Le prix des aliments a augmenté de 2068% en deux ans et un plein d'essence équivaut à un salaire moyen. Au-delà des difficultés matérielles ce qui inquiète Soeur Nada, fille de la Charité et responsable d'une école de plus de 1000 enfants, c'est que : "les jeunes ne rêvent plus. Aujourd’hui leur seul rêve est de quitter le pays pour aider leur famille". La mission des soeurs est de leur donner de l’espérance en les encourageant et en les encadrant. Pour accompagner ces jeunes dans la reconstruction, les filles de la Charité ont monté une équipe de psychologues, d’accompagnateurs, et de prêtres. Afin de recevoir au mieux les élèves, ils ont créé un bureau d’écoute. "Il n’y a plus cette joie qu’on trouvait avant" constate amèrement soeur Nada.

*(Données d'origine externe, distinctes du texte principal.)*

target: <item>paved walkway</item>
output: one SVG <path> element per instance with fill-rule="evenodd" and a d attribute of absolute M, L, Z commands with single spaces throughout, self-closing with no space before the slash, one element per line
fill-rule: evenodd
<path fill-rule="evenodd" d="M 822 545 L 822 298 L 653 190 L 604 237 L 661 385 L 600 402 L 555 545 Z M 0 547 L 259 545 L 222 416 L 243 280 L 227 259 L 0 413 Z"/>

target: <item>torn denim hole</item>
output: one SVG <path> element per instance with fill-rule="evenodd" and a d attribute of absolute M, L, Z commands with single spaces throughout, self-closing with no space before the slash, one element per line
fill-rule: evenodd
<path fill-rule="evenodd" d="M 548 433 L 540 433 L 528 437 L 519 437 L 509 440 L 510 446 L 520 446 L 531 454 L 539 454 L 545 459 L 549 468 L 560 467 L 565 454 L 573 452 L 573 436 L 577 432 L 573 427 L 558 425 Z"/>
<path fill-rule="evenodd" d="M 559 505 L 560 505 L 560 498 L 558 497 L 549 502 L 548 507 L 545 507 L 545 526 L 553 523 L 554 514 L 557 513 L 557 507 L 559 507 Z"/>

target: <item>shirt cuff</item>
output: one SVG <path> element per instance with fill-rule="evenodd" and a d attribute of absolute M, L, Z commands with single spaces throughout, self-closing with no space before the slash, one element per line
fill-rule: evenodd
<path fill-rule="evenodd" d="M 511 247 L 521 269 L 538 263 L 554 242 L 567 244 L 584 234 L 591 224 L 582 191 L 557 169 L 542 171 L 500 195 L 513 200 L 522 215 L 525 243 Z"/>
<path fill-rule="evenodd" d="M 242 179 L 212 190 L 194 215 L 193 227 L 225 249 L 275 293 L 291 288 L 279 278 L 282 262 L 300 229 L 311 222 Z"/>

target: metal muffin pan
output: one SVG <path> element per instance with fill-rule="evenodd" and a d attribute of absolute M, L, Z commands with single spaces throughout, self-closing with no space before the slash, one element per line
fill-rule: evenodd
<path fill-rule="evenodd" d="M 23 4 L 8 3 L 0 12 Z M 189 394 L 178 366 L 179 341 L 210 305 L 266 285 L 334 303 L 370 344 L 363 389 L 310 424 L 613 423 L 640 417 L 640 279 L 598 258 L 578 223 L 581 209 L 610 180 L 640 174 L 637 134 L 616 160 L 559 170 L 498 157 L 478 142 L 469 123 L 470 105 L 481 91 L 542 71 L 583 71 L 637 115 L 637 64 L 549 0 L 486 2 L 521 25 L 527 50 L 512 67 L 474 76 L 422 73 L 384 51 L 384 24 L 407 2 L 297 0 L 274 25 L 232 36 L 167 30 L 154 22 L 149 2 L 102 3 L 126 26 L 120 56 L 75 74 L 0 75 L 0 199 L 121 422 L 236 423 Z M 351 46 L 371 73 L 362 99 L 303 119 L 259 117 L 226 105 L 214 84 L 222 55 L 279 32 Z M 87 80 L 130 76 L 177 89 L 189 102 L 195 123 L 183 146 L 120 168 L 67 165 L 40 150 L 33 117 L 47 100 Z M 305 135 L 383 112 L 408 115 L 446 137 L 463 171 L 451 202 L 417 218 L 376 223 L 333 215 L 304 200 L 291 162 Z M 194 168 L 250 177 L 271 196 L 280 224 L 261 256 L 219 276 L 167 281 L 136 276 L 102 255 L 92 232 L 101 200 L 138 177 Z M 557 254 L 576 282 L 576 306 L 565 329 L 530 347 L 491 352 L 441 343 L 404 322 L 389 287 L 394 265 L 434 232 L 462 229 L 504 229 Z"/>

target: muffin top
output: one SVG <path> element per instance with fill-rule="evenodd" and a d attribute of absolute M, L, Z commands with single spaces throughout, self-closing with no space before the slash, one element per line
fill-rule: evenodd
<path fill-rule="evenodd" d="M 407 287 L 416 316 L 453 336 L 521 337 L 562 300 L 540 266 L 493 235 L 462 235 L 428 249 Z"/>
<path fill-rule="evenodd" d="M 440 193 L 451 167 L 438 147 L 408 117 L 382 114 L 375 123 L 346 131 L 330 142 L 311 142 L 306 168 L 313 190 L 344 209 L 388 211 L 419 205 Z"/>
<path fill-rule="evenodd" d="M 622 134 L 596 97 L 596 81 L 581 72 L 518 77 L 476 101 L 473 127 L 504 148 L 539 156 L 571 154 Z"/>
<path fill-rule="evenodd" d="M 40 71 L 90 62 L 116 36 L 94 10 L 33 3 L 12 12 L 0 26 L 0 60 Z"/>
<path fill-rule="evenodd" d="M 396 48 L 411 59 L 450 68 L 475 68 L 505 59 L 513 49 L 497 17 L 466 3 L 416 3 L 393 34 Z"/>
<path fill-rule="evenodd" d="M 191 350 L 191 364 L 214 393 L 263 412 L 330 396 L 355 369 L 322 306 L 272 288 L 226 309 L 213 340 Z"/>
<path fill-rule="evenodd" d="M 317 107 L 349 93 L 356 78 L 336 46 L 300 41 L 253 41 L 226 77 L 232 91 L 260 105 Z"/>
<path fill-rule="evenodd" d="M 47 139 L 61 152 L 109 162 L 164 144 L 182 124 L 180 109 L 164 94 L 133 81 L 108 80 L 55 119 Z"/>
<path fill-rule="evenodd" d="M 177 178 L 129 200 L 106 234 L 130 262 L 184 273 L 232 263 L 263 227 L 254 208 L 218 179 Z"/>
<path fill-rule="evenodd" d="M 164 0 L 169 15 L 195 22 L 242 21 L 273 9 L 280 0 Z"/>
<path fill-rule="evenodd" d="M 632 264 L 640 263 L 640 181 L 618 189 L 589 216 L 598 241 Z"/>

Même en temps de guerre on vivait mieux. Leur dignité humaine est bafouée, ils ont besoin d’être entendus. Rita, paroissienne
Pour Rita, en plus des actions concrètes mises en place, il est crucial d'être à l'écoute des bénéficiaires. Une présence nécessaire pour les libanais qui se sentent délaissés. "Même en temps de guerre on vivait mieux. Leur dignité humaine est bafouée, ils ont besoin d’être entendus. Ils nous disent "vous faites pour nous ce que l’état ne fait pas".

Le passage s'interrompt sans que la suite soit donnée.